Owing to an increasing awareness over the last few decades, of the importance of vehicle exhaust emissions to the growing problem of air pollution, a number of methods for reducing such emissions have been developed. Of these, the catalytic converter is probably the most important. The function of a catalytic converter is to oxidise completely carbon monoxide and hydrocarbons and also to reduce oxides of nitrogen without the formation of ammonia. However, the presence of various lead compounds resulting from the combustion of lead tetra-alkyl antiknock additives has been found to deactivate or poison the catalysts used in such converters. The purpose of this work has been to investigate the mechanism of deactivation of catalysts by lead compounds.

In the Introduction, an account is given of the general problem of pollution with particular reference to the role of catalysis in the control of automotive air pollution. In addition, the main theories of heterogeneous catalysis, including catalytic poisoning, are summarised together with a description of the main experimental techniques used.
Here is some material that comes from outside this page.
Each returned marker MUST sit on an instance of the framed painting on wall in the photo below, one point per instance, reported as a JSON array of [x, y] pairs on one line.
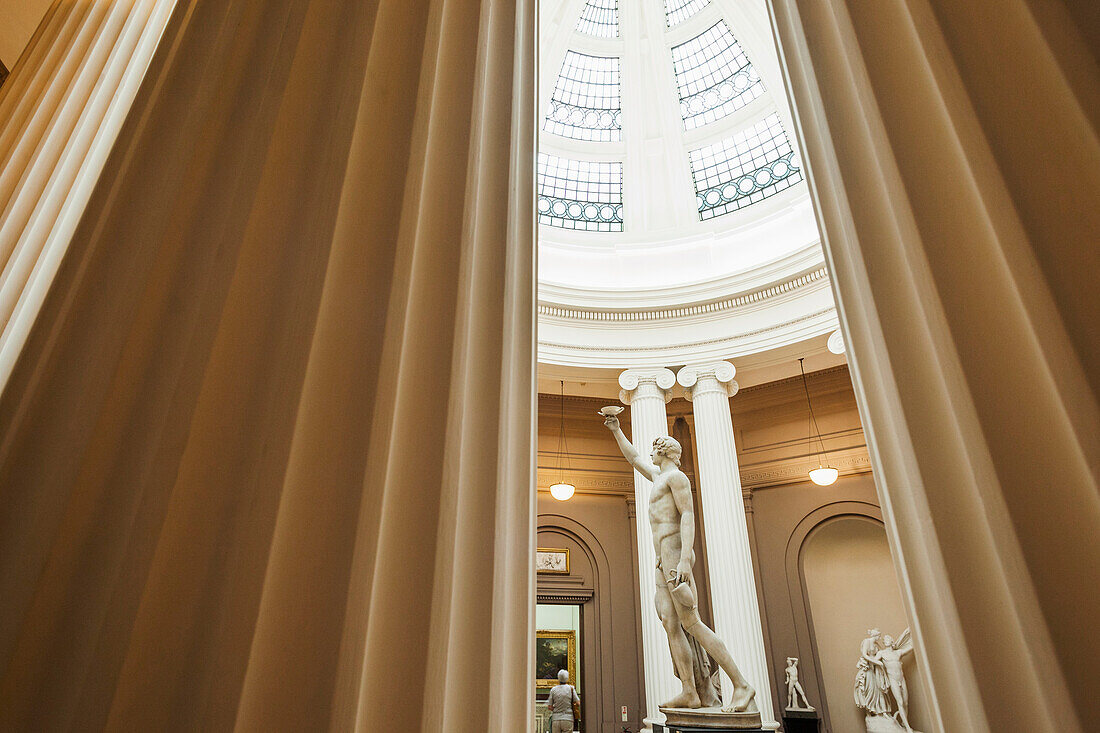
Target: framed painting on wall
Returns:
[[551, 559], [553, 651]]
Finally a review is given of the current status of heterogeneous catalytic oxidation, as applied to the control of automotive air pollution, with particular emphasis on catalyst deactivation.

The Experimental Section describes the compounds, apparatus and procedures used in this work. The catalysts selected for study were mainly transition metal oxides (both supported and unsupported), the most important of which were nickel (II) oxide ‘and cobalt (II,III,III) oxide. In addition to these, an alumina supported platinum catalyst was investigated. The lead compounds chosen were lead (II) bromide and lead (II) chloride. Catalysts were deactivated by use of a specially designed apparatus, which allowed a regulated stream of lead halide vapour to come into contact with the catalyst. The effect of lead halide on catalytic activity with respect to carbon monoxide oxidation was studied using a pulsed-flow micro-reactor. In conjunction with this, a number of physicochemical techniques were employed to examine further the interaction of catalysts with the lead halides.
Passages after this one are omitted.